Upon my return to New York City, to fight the jet lag induced by 21 hours of flight time and an 11-hour time difference, I started getting up at sunrise and going outside to expose my skin to early morning sunlight because it stimulates the production of neurotransmitters that help regulate circadian rhythm. Like many Manhattanites who live in apartments and lack for green space, I think of Central Park as my backyard, so that's where I went walking.

Besides myself, there were a handful of other people walking around the Harlem Meer, plus a couple of joggers and a woman doing yoga on the grass. Coming from a culture where parks were overflowing with exercisers first thing in the morning, this one felt empty by comparison, even though it was a beautiful sunny morning, the humidity was low, and the temperature was a comfortable 70 degrees Fahrenheit.

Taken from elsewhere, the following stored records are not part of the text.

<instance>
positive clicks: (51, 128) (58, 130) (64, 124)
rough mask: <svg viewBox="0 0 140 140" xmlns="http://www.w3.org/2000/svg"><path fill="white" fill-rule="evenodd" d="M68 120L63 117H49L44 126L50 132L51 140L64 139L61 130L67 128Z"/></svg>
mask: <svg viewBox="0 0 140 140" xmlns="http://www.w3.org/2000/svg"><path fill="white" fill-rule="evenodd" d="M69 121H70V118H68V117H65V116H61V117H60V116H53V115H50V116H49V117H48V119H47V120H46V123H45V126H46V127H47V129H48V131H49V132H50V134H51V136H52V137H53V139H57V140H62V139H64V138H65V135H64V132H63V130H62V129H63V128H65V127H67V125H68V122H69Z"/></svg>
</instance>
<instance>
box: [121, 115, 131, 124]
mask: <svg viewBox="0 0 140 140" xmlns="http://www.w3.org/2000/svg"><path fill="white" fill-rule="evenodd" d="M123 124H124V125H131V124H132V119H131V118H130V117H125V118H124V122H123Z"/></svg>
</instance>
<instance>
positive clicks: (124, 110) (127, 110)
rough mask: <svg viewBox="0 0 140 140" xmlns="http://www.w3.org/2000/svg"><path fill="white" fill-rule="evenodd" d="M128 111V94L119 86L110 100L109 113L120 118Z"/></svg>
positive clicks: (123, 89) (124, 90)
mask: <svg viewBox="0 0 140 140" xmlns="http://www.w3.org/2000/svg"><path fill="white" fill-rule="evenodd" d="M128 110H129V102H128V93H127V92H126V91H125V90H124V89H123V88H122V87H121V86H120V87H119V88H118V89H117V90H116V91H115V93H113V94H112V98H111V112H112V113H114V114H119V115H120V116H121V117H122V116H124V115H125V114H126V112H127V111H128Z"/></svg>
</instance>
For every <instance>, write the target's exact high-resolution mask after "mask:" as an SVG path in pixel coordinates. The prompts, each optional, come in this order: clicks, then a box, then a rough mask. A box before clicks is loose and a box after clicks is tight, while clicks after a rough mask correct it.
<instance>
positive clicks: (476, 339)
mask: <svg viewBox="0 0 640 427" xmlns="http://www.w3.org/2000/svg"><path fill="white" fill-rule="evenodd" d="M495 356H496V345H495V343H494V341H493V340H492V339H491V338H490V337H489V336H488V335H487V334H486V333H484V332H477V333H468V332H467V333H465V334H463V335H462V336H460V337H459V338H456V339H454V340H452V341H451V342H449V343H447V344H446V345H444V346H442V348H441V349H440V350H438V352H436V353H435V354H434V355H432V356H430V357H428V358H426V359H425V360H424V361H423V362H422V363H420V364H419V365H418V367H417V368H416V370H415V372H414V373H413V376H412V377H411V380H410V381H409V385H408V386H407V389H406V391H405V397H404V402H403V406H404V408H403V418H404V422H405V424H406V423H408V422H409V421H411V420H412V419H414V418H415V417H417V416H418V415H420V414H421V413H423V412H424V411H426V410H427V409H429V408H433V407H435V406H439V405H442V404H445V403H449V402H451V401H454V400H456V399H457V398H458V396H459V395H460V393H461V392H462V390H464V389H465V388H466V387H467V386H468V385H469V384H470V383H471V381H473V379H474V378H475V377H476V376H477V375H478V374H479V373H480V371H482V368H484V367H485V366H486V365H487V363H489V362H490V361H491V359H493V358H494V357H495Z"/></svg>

Admittedly, a lack of people in Central park doesn't necessarily mean that no one in New York was exercising. New Yorkers who pay a premium for gym memberships often choose to exercise indoors regardless of the weather conditions. But still, there are 8 million people who live here and only so many gyms. And there are big benefits to being outside.

Studies show that spending time in green spaces can reduce stress, lower blood sugar, diminish pain, improve concentration and immunity, and even have anti-cancer effects. Research has also uncovered benefits of having physical contact with the earth, including a reduced risk of heart attack and stroke, better sleep, and lower levels of inflammation.

If everyone in the United States followed the Vietnamese example of eating more plants and less meat, consuming whole animals as well as creatures low on the food chain, exercising everyday and spending more time outdoors in green spaces, we would undoubtedly be better off. Vietnam sets a good example and we all should take note.